In vitro, isolated mature murine DCs received untransfection, transfection with CD86 siRNA or negative control siRNA. The DCs were used in mixed lymphocyte reaction in which rat islets and murine splenocytes were further added. On day 3 of co-culturing, the proliferation of lymphocytes was measured and interleukin (IL)-2, IL-4, IL-10, transforming growth factor β (TGF-β), interferon γ (INF-γ) and indoleamine 2,3-dioxygenase (IDO) from the supernatants were determined. Islets viability and function were also assessed. In vivo, streptozotocin-induced diabetic mice underwent rat islets transplantation were pre-treated with above DCs. At designated time, xeno-islets were subjected to histopathology, immunohistochemistry, survival time and functional tests. Peripheral blood T lymphocyte profiles were also examined.

Results

CD86-silenced-DCs had unchanged expression of CD80 and significantly suppressed the proliferation of lymphocytes.
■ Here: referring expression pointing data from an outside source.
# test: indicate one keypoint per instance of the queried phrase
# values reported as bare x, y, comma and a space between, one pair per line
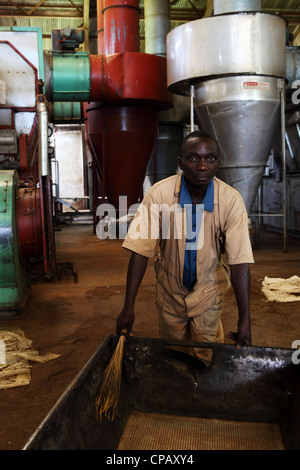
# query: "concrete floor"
73, 318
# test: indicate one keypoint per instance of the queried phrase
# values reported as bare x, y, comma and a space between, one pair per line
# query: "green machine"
14, 279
CD86-silenced-DCs simultaneously reduced IL-2 and INF-γ and increased IL-10, TGF-β and IDO, while had minimal effect on IL-4. The CD86-silenced-DCs also improved cell viability and function of xeno-islets when compared to untransfection and transfection control groups. In xeno-islets transplanted diabetic mice, transfer of CD86-silenced-DCs resulted in improved histopathology and dramatically prolonged survival time of the islets. These effects were also mirrored by the functional tests. Further analysis revealed that CD86-silenced-DCs had up-regulated levels of CD4⁺CD25⁺T cells in the peripheral blood compared to the other groups.

Conclusions

CD86-silenced-DCs induced immune tolerance of rat xeno-islets in recipient diabetic mice with up-regulated peripheral blood CD4⁺CD25⁺T cells.